One project is a blank canvas, where big bucks and city support are creating a brand new neighborhood in the Central Platte Valley. East West Partners’ Mark Smith embraced the city’s master plan for this vacant lot and created an urban neighborhood that extends downtown beyond Union Station. His Riverfront Park buildings are brick and steel and echo the flavor of LoDo. “I’m a purist,” says Smith. “These are masonry buildings because I love old buildings and I love the way they were built.” His company is the Central Platte Valley’s biggest landowner, holding more than 30 acres in their portfolio. And with that comes the ability to define the look of the area. They build the buildings, they choose the retail anchoring the ground level. “When you develop one building at a time you can’t control what’s across the street. Here we can control a consistent look and feel for the entire neighborhood,” Smith says.

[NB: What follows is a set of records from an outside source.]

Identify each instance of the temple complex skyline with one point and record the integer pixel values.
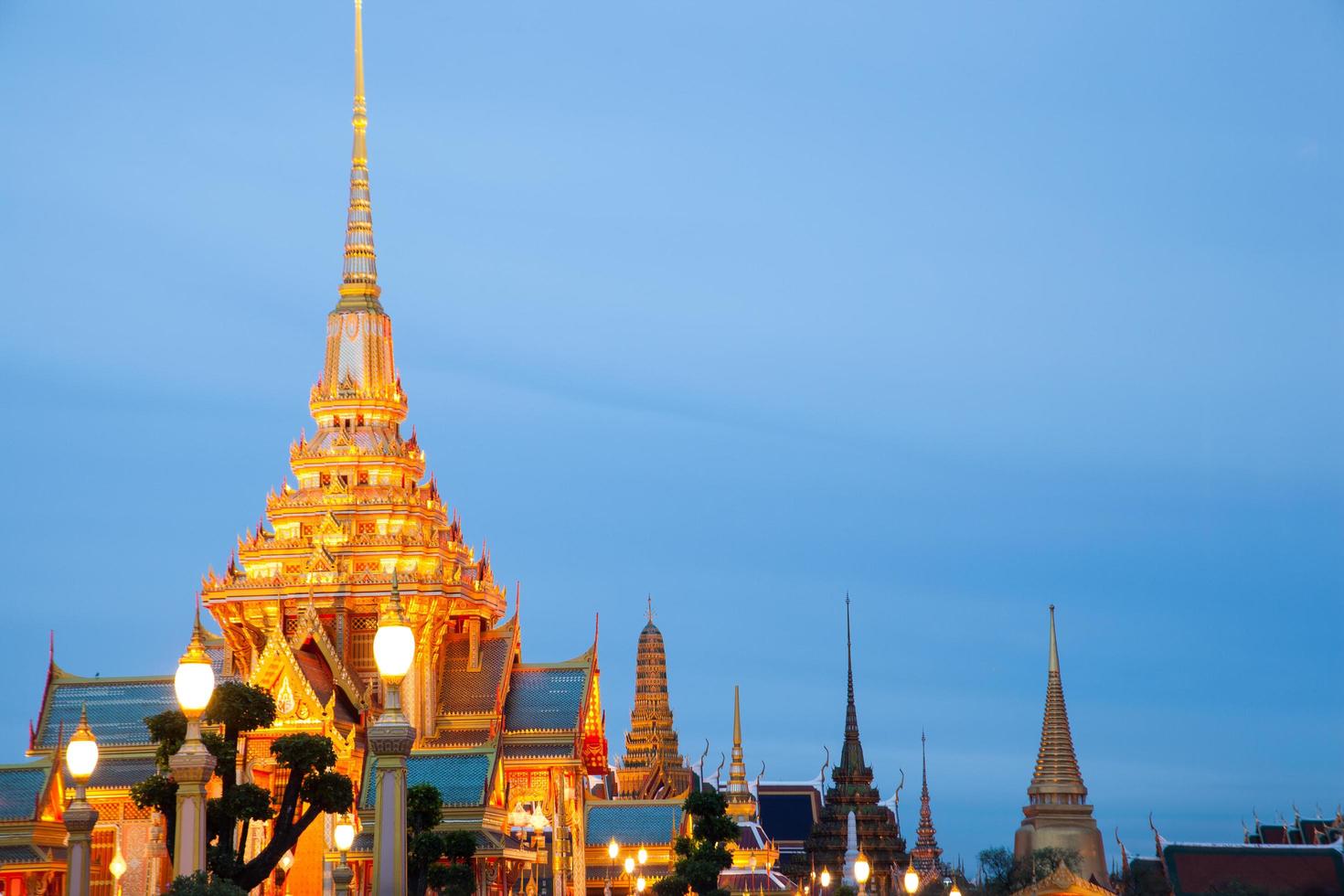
(628, 407)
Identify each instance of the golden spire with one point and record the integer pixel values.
(1057, 763)
(359, 289)
(740, 795)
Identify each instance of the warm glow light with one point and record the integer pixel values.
(912, 879)
(345, 833)
(862, 869)
(117, 867)
(394, 643)
(194, 683)
(82, 752)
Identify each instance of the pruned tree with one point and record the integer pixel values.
(436, 859)
(314, 786)
(705, 855)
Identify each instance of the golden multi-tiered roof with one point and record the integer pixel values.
(362, 511)
(1058, 813)
(652, 756)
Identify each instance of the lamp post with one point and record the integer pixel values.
(912, 880)
(860, 872)
(192, 764)
(390, 738)
(345, 836)
(117, 867)
(80, 758)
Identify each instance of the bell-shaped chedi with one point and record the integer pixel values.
(1058, 813)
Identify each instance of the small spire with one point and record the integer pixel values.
(359, 288)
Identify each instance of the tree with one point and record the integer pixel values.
(425, 848)
(200, 884)
(705, 855)
(1003, 873)
(314, 786)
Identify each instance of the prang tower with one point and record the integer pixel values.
(1058, 813)
(654, 764)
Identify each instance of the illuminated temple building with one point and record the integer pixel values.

It may be Denver’s newest neighborhood, but the Riverfront land has lived many lives. Prospectors struck gold here, transients (from more than one era) have called it home, and the railroads wove a complicated web through the valley. The polluted Platte River and the railroads also left their mark on the land. To look at Smith’s Riverfront today, it’s hard to believe it was classified as a Superfund site. But it was cleaned up in the early ’90s and finally sold to East West Partners on Christmas Eve 1998.